La justicia se planteó juzgarlo como un enfermo mental y no como un criminal corriente.


    Otra prueba a favor de mi argumentación son las diferencias entre lo que se entiende por loco y criminal en una cultura o en otra. Entre los zambia o los griegos antiguos la pederastia no sólo era una práctica aceptada, sino que era lo esperable. Entre los soldados, en tiempos de guerra, la violación es una práctica común y a nadie se le ocurre tratar con bromuro a un soldado que, cada vez que toma un ciudad al asalto, viola a una mujer. No se le considera ni un loco ni un criminal por ello, y, si hoy en día se le piden cuentas a un soldado americano que violó a una irakí, es porque aplicamos las normas de la paz a situaciones de guerra. Esto es resultado de la revolución de los medios de comunicación, que conectan en tiempo real espacios de guerra a espacios de paz, de modo que podemos juzgar moralmente a un soldado desde la comodidad del sillón de nuestra sala. Pero esto es un fenómeno moderno. Los soldados rusos violaron a cuanta alemana encontraron a su paso cuando cayó el Reich y nadie les pidió cuentas por ello.
    Como decía, la reacción ante la enfermedad mental también es cultural. Para no enrollarme, basta un dato: entre cierta tribu de nativos norteamericanos los locos no sólo no eran apartados, sino que se los tenía en mucha estima porque se creía que la divinidad hablaba por su boca. 
    Y poco a poco vamos llegando al meollo de la cuestión:
    Mary Douglas en Pureza y peligro sostiene que todas las culturas consideran peligroso aquello que no encaja dentro del entramado de conceptualizaciones que es, en definitiva, una cultura. En algunas sociedades se aparta a las mujeres menstruantes porque durante este periodo no pueden mantener mantener relaciones sexuales ni concebir, Pierden, por tanto, su estatus de mujer. ¿Qué son entonces? Tampoco son hombres. Luego son peligrosas y se las recluye en una choza fuera de la tribu. 
    En una cultura con un marcado dimorfismo de sexual y genérico como la nuestra, ¿qué es un homsexual? Tiene sexo biológico masculino, pero inclinaciones sexuales propias del género femenino. En nuestra cultura tener pene implica, entre otras cosas, un determinado comportamiento sexual que consiste, exactamente, en introducirlo en una vagina. Pero un homsexual no usa su pene para eso. No hay por tanto, correspondencia entre su sexo biológico y su comportamiento sexual, luego se les margina y se les persigue. -Afortunadamente esto está cambiando poco a poco-.
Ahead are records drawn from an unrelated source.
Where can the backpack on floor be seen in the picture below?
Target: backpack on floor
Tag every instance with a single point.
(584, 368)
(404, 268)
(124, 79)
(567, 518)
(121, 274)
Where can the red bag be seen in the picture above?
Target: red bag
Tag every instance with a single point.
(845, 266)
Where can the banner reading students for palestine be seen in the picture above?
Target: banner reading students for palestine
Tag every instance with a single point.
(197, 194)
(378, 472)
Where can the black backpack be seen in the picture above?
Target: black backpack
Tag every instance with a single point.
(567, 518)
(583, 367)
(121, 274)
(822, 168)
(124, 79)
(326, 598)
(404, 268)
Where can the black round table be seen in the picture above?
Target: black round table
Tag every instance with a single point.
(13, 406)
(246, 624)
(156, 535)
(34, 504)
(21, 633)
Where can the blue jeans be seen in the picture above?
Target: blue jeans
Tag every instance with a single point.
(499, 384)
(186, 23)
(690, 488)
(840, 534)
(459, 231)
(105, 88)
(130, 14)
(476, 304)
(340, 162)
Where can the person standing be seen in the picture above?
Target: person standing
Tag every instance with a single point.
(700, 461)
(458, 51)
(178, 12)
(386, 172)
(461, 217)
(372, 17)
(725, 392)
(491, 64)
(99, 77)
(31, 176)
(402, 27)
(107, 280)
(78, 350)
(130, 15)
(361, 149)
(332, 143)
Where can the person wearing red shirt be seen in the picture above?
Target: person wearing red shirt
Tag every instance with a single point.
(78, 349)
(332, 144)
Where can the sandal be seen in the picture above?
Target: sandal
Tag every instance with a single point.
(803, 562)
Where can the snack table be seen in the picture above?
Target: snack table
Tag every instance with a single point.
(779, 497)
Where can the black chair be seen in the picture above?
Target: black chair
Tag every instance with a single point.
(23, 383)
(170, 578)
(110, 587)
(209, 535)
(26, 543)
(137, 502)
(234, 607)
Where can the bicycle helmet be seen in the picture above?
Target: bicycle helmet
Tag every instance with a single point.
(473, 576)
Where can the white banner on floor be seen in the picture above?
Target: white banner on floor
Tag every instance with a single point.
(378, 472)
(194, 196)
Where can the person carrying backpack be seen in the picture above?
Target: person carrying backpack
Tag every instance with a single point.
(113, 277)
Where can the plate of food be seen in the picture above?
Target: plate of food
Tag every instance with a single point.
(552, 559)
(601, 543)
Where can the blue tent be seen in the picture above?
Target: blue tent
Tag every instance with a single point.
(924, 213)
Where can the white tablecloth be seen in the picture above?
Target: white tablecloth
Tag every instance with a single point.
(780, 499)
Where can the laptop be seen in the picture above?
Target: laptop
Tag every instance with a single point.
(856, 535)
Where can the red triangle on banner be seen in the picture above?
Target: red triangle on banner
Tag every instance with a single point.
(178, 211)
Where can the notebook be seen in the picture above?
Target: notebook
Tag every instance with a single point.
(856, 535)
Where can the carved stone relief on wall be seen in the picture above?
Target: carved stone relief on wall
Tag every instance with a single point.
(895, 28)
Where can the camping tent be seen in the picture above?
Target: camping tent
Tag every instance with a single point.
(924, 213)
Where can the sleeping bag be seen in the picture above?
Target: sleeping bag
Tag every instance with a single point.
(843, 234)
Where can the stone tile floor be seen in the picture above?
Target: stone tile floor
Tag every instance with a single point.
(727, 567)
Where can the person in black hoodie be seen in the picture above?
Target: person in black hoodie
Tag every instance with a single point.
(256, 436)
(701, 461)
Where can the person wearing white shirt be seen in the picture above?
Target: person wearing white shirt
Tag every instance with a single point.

Tradicional espacio reclusión para locos y enfermos mentales.


    Un enfermo mental no encaja dentro de los roles que ha prefijado la sociedad. Hasta hace nada, su reaccionaba ante ellos como con los criminales o los homosexuales: se les tiene miedo -son peligrosos- y se los margina recluyéndolos en manicomios. 
    Hoy en día, nos parece inhumano encerrar en un manicomio a los enfermos mentales, por lo que se los somete a ritos de paso que los reinserten, pero eso será tema del siguiente post, que esto ha quedado demasiado largo.